Monday, May 17, 2010
Published on 08/05/2010
By Alex Kiprotich
Despite raising the alarm more than a year ago on wanton destruction of the152,000-acre Lembus forest in Koibatek District nothing has been done.
The destruction of indigenous Podo and Mutarakwa trees is horrifying, especially in the Chemususu forest station where a multi-billion shilling dam is being constructed.
The locals are worried that the people mandated to manage, preserve, and conserve the environment are presiding over its destruction.
Forest officers have been caught colluding with saw millers in destroying the prized trees that have been in existence for hundreds of years.
Despite the cry of the locals, the forest continues to be a milking cow for people serving in the higher echelons of the forestry department and corrupt saw millers. Every time an officer is implicated, they are transferred to other stations and a new one is brought in.
Hundreds of acres of the forest are being plundered right under the nose of forest officers.
From the outside the forest appears intact but inside the evidence of decimation cannot be missed. Sawed wood lies uncollected on the floor of the forest. And it is not any tree. The targets are Podo and Cedar.
The forest officers, in the pretext of allowing excision of trees to pave way for the construction of the dam, are going beyond the demarcated boundaries.
Investigation by The Standard on Saturday revealed felling of trees outside the designated boundaries bordering the 250-acre dam site.
Freshly cut trees, sawn beams and huge logs lie everywhere. To show that the activities take place deep into the night, there are fireplaces.
Last week, Chemususu Forester Francis Ng’ang’a was arrested for allegedly supervising a saw miller harvesting trees beyond the permitted zone.
But the arrest brought into fore the high stakes involved after a senior forest officer preferred a charge, which, police officers have refused to prosecute arguing it cannot stand.
Joseph Leboo, the vice-chairman of the Lembus Council of Elders, says the forest has become a fertile ground for the who-is- who in the forestry department and timber merchants to enrich themselves.
"Foresters and saw millers are having a field day here because the Government seem less concerned," he says.
And despite numerous complaints from the locals to the ministry of forestry, Leboo says their cries have fallen on deaf ears.
The residents are warning that unless the Government takes action on the officers, they will be forced to eject them.
"We cannot continue this way as we see our natural resource being plundered by people who seem to be protected by the Government," he says.
The District Forest Officer (DFO) Anthony Musyoka is in a spot after officers under him were found in the company of a saw miller, harvesting trees.The saw miler ironically had a permit issued and signed by Musyoka.
Musyoka preferred a charge on Ng’ang’a, but the police have refused to prosecute the case alleging that the charge is weak and the case risks being thrown out of court.
"I will not allow my officers to be used to meet selfish ends of the corrupt. The charge is weak and cannot sustain a case and the suspects will walk scot-free," said Koibatek OCPD, Agnes Lihabi.

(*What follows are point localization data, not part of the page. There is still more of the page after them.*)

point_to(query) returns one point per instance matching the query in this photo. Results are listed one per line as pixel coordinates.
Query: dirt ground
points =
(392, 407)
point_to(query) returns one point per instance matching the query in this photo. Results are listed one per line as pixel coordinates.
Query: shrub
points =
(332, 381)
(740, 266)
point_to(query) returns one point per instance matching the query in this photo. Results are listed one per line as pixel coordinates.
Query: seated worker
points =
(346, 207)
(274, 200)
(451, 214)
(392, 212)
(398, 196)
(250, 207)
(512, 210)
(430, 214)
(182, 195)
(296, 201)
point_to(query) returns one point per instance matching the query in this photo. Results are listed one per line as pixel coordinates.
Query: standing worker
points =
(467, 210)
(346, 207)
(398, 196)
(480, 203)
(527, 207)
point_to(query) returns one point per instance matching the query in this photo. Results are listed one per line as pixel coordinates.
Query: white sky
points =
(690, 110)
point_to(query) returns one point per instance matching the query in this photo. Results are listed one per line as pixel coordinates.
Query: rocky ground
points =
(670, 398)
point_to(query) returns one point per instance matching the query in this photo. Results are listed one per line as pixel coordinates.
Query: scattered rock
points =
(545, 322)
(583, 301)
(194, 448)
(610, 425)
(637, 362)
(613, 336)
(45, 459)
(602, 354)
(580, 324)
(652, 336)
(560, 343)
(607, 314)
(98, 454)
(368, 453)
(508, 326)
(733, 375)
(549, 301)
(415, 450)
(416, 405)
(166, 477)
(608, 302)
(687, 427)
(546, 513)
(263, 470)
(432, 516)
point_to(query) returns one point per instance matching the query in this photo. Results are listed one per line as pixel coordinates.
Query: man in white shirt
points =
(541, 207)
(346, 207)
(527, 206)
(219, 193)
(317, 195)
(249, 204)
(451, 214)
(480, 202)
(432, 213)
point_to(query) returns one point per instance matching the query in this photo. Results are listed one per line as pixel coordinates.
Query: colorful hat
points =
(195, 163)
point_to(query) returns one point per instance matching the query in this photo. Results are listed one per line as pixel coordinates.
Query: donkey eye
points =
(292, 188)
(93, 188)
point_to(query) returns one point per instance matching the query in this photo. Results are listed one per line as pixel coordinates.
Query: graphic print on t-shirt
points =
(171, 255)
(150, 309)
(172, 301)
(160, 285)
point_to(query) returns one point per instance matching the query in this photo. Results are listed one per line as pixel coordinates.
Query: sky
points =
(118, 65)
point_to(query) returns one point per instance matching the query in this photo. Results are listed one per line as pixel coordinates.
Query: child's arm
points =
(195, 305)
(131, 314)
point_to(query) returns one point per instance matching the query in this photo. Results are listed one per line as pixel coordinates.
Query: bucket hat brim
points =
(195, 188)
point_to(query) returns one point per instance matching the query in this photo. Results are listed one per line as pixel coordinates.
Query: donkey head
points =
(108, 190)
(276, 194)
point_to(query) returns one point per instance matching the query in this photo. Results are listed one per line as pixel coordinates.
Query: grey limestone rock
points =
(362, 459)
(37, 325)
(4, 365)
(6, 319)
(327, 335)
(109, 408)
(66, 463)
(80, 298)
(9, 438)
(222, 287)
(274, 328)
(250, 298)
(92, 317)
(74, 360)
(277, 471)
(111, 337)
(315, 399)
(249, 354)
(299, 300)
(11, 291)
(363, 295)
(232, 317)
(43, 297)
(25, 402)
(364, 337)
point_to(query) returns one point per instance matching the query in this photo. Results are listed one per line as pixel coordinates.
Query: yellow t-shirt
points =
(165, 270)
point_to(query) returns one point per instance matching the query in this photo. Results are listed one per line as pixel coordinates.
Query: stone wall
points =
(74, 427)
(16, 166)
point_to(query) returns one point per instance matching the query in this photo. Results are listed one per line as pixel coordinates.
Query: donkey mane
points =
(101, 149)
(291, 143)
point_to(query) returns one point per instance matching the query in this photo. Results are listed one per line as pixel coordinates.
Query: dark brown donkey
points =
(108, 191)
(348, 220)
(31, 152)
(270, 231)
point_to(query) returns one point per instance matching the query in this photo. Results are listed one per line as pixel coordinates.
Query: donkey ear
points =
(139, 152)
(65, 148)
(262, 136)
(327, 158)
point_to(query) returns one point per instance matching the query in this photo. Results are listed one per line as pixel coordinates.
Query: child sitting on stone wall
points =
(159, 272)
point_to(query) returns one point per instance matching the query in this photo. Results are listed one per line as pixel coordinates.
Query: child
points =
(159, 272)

The charge brought against Ng’ang’a is interference in the forest.
"How does one interfere with his work? Isn’t that a plan to have the case thrown out of court?" quipped Lihabi.
Joseph Tyongik said it was unfortunate that the officers are plundering the forest with abandon.
"The officers must be investigated because this rot runs deep. We believe the foresters are not acting on their own," he says.
Tyongik, an elder, says it is high time the Government audited all the foresters in the eight stations making Koibatek forest. Most of them come from one community and it is alleged a senior officer in the ministry protects them.
Kenya Forestry Services head of corporate communication Raphael Mworia said they were not aware of the destruction and needed more time to investigate the claims.
Albert Chemitei says lorries ferrying the logs move during the night avoiding the Eldama Ravine-Nakuru road, which has roadblocks, but use a feeder road that passes through Rongai, which is not manned.
He said the loggers usually arrive in the evening and carry out their activities at night as forest guards turn a blind eye.
Saw millers who ferry the illegal logs and beams during the day issued permits indicating that they are carrying firewood. The beams are hidden under the firewood.
Residents are worried that the Government’s and environmentalists’ silence on the matter could lead to depletion of indigenous trees in the famed forest.
"We are afraid that this could be another Mau but we have nowhere to complain since the people we are supposed to complain to are the ones selling the trees," said Geoffrey Kokoyo a resident.
He said the loggers seem to be emboldened by the fact that all conservation efforts is concentrated in East Mau.
"If this is not checked, it won’t be long before the country cries that Koibatek is no more," he says.
To conceal the illegal activities, forest guards bar people from using footpaths within the forest and those caught are arrested.
Musyoka admitted that some of his officers had been implicated in colluding with illegal loggers but denied claims that his office protects them.
He, however, could not explain why an officer caught supervising the cutting of trees was still in office and his refusal to amend the charge as recommended by the police.
"Yes the officer was found abetting illegal logging. Any other thing, we are still investigating," he said.